“Este país não pode dar certo: aqui prostituta se apaixona, cafetão tem ciúme, traficante se vicia e pobre é de direita” (frase atribuída a Tim Maia)
As recentes eleições municipais no
Brasil e as presidenciais nos EUA revelaram o surgimento de um esdrúxulo personagem
no cenário social: o ‘pobre de direita’. Os analistas políticos estão atarantados
e não conseguem explicar por que pobres escolheram quem gosta de ricos e o que
fez ‘a barata votar no chinelo’.
Como observador leigo, tenho algumas
considerações caseiras para esse fenômeno que fariam Marx ou Max Weber ficar de
cabelos em pé. Mas vamos lá.
Por um lado, os mais necessitados deixaram
de se sentir representados pelos estereótipos ultrapassados da esquerda que os
colocam como vitimizados em sua relação com os perversos capitalistas. Essa
visão, oriunda do conceito de ‘luta de classes’, foi a responsável pelo surgimento
do ‘nós x eles’. Tal concepção maniqueísta curiosamente foi apropriada pelo
discurso de ódio da direita que inverteu os papéis e criou o comunista malvado
e o bilionário virtuoso.
Aos explorados pela classe patronal
restava se abrigar em sindicatos e organizações sociais para resguardar seus direitos.

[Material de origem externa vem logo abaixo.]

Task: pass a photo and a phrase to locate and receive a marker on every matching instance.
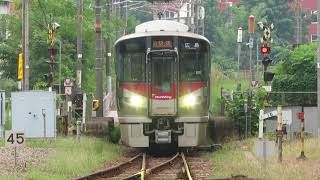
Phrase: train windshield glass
(193, 60)
(132, 57)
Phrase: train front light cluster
(135, 101)
(189, 101)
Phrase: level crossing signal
(265, 50)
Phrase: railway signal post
(301, 117)
(251, 31)
(52, 27)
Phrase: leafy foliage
(295, 72)
(236, 111)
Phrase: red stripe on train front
(189, 87)
(158, 94)
(184, 89)
(139, 88)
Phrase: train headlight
(189, 101)
(135, 101)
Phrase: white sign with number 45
(15, 138)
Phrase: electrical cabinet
(35, 112)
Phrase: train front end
(163, 88)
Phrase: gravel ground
(26, 158)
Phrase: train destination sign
(162, 44)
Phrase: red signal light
(265, 50)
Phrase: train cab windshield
(132, 60)
(193, 60)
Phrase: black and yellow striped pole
(302, 117)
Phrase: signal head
(265, 50)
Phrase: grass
(70, 159)
(220, 80)
(238, 158)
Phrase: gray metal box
(35, 112)
(2, 112)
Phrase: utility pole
(188, 15)
(251, 31)
(109, 49)
(318, 65)
(239, 41)
(25, 48)
(79, 45)
(197, 16)
(117, 9)
(192, 17)
(126, 18)
(99, 68)
(298, 23)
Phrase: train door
(162, 83)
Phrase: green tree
(296, 71)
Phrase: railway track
(146, 167)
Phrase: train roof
(162, 33)
(162, 28)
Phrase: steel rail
(186, 167)
(102, 173)
(141, 173)
(150, 170)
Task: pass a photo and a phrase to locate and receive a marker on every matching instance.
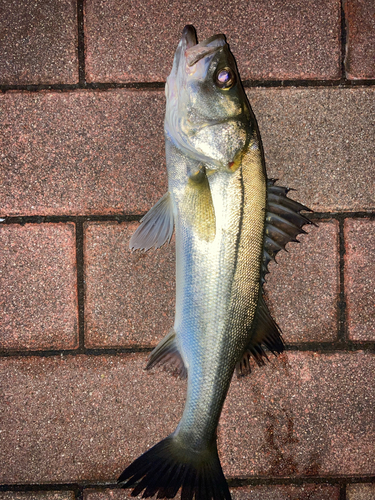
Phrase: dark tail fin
(167, 467)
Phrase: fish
(230, 221)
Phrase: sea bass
(229, 222)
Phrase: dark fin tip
(167, 467)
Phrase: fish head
(207, 112)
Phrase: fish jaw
(204, 119)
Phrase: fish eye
(225, 78)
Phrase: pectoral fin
(284, 222)
(156, 226)
(264, 331)
(167, 353)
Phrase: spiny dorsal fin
(156, 226)
(284, 222)
(264, 331)
(167, 353)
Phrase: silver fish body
(229, 221)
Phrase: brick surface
(360, 278)
(81, 152)
(66, 419)
(103, 152)
(304, 414)
(130, 296)
(303, 288)
(37, 495)
(38, 42)
(90, 416)
(360, 491)
(136, 42)
(360, 22)
(320, 142)
(305, 492)
(38, 288)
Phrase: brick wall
(82, 158)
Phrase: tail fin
(167, 466)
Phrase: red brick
(360, 278)
(303, 288)
(67, 419)
(360, 22)
(130, 296)
(81, 152)
(360, 491)
(37, 495)
(321, 142)
(303, 414)
(38, 287)
(135, 42)
(38, 42)
(305, 492)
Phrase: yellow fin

Só que, nos novos tempos, o povão não se sente protegido pelos sindicatos, pela
CLT, por um sistema previdenciário falido, por um Estado quebrado. Menos ainda
pelos partidos de esquerda, empenhados em políticas de cotas e pautas
identitárias ‘woke’ que priorizaram tanto as minorias que só lhes sobrou a
minoria dos votos.
Sejamos honestos, o socialismo
naufragou, não há exemplos de governos bem sucedidos nem líderes confiáveis. Os modelos
apresentados de estadistas são tiranos patéticos como Maduro, Kim Jong-Un ou
Putin (que mesmo sendo um bilionário autocrata de direita, é louvado em sua cruzada
contra o Ocidente).
Por outro lado, os reis da cocada
preta não são mais, como há um século, os donos de gigantescas fábricas e
milhares com empregados, que arrancavam mais-valia da massa do proletariado. Foram
eles colocados no chinelo pelos mega bilionários tipo Musk e Zuckerberg que fizeram
fortunas superiores às dos PIBs da maioria das nações sem empregar ninguém. Alguns
graus abaixo, mas também fazendo parte da nova elite que emergiu do Vale do
Silício, estão os geninhos arrogantes que trabalham com tecnologia de ponta, outrora
progressistas, agora alinhados ao trumpismo.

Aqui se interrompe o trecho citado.